Big meetings, workshops, and "off sites" are a common part of most organizations' culture. For these gatherings, Parker recommends sending out a digital “workbook” to participants to fill out and return to her ahead of the gathering:
"I design each workbook afresh depending on the purpose of the gathering and what I hope to get guests to think about in advance. The workbooks consist of six to ten questions for participants to answer. For a gathering on the future of education at a university, I asked questions like “What is one moment or experience you had before the age of twenty that fundamentally impacted the way you look at the world?” and “What are the institutions in the United States and abroad that are taking a bold, effective approach to educating the next generation of global problem solvers? What can we learn from them?” For a gathering on rethinking a national poverty program, I asked questions like “What is your earliest memory of facing or coming into contact with poverty?” and “How are our core principles the same or different from when we started fifty years ago?” For a gathering of a technology company’s executive team after a merger, I asked questions like “Why did you join this company?” and “What are the most pressing questions you think this team needs to address?”
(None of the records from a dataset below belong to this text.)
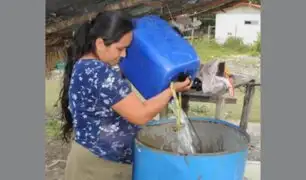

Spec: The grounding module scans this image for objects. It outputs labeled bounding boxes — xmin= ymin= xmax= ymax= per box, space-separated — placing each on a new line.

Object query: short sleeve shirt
xmin=69 ymin=59 xmax=139 ymax=163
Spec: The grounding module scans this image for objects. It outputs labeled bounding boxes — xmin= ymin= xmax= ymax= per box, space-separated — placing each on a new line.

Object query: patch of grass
xmin=193 ymin=37 xmax=258 ymax=62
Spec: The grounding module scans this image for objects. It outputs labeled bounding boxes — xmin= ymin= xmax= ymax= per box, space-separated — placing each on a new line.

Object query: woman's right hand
xmin=173 ymin=78 xmax=192 ymax=92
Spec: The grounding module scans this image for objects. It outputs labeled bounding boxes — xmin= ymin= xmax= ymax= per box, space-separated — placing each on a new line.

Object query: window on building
xmin=244 ymin=20 xmax=259 ymax=25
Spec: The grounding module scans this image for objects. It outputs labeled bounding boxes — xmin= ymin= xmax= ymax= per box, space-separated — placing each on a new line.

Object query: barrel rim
xmin=134 ymin=117 xmax=250 ymax=156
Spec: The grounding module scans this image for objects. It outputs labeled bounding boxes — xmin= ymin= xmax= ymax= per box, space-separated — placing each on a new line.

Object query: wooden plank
xmin=45 ymin=0 xmax=148 ymax=34
xmin=240 ymin=83 xmax=255 ymax=131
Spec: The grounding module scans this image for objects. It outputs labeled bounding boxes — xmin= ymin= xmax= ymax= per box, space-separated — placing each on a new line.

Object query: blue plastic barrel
xmin=133 ymin=118 xmax=249 ymax=180
xmin=120 ymin=15 xmax=200 ymax=99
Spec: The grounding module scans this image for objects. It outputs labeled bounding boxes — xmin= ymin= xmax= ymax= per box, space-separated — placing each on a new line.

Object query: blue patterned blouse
xmin=69 ymin=59 xmax=139 ymax=164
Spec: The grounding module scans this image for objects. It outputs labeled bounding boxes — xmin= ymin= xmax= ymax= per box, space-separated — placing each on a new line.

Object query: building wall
xmin=215 ymin=6 xmax=261 ymax=44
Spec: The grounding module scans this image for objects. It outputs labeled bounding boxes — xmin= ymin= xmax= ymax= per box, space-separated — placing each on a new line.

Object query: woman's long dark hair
xmin=59 ymin=11 xmax=134 ymax=142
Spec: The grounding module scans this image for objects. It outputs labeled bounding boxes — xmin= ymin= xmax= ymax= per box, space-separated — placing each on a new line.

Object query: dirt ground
xmin=45 ymin=123 xmax=260 ymax=180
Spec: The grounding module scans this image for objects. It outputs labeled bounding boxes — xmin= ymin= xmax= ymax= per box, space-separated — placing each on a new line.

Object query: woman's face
xmin=96 ymin=32 xmax=133 ymax=66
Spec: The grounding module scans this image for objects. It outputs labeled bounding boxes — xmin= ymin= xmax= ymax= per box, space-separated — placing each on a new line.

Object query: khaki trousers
xmin=65 ymin=141 xmax=132 ymax=180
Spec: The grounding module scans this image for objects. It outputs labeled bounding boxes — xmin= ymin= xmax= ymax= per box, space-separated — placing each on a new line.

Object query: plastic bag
xmin=197 ymin=60 xmax=234 ymax=96
xmin=169 ymin=99 xmax=201 ymax=154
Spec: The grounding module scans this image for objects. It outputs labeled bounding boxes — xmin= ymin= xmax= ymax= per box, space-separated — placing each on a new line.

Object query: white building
xmin=215 ymin=2 xmax=261 ymax=44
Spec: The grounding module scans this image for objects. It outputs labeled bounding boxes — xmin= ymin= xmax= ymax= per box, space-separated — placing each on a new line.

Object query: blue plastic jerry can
xmin=120 ymin=15 xmax=200 ymax=99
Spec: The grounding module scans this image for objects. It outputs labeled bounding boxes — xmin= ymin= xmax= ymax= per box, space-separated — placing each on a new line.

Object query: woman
xmin=60 ymin=12 xmax=191 ymax=180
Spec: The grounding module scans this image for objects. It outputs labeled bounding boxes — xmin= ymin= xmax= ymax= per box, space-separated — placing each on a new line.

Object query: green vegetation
xmin=45 ymin=36 xmax=261 ymax=137
xmin=193 ymin=36 xmax=260 ymax=62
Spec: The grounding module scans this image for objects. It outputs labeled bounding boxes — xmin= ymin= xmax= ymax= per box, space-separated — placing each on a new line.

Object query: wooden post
xmin=240 ymin=83 xmax=255 ymax=131
xmin=207 ymin=25 xmax=211 ymax=42
xmin=215 ymin=96 xmax=225 ymax=119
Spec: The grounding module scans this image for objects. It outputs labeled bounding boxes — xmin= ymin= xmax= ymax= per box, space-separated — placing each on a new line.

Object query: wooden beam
xmin=45 ymin=0 xmax=146 ymax=35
I try to embed two elements in my workbook questions: something that helps them connect with and remember their own sense of purpose as it relates to the gathering, and something that gets them to share honestly about the nature of the challenge they’re trying to address. The workbooks aren’t so different from a college application in that sense: Sure, they give me a sense of the person and the dynamics of the group, but they also help the person think through the things they value before they arrive. I then design the day based on what I see in their answers. I also weave quotes from their workbooks into my opening remarks at the convening. And the workbooks do one further thing: They inadvertently create a connection between each participant and me, well ahead of our time together, which makes my job much easier once I’m in the room. By crafting the workbooks and sending them out, I am sending the participants an invitation to engage. By filling them out and sending them back to me, they are accepting. The relationship, and the sharing of confidences, begins well before we enter the room."
I love this and want to try this in the future!
Article to Bookmark: Culture is the Behavior You Reward and Punish
Jocelyn Goldfein is a general partner at San Francisco VC firm Zetta Venture Partners, and formerly was an engineer at Facebook and VMware. In this Medium article, she shares how Charles O’Reilly, a Stanford GSB professor, came to VMware for a workshop and asked her and her colleagues to do a simple exercise. He asked them to write down on the white board "what makes people here successful." Goldfein writes, "When we finished, O’Reilly pointed at the whiteboard with a magician’s flourish: 'That’s your culture. Your culture is the behaviors you reward and punish.' At first, I was stunned. When I thought of culture, I thought of big mission statements and values, like our emphasis on innovation...I didn’t think of responsiveness to email." This is a great exercise to help articulate your organization's culture. What behaviors are rewarded and punished at your organization?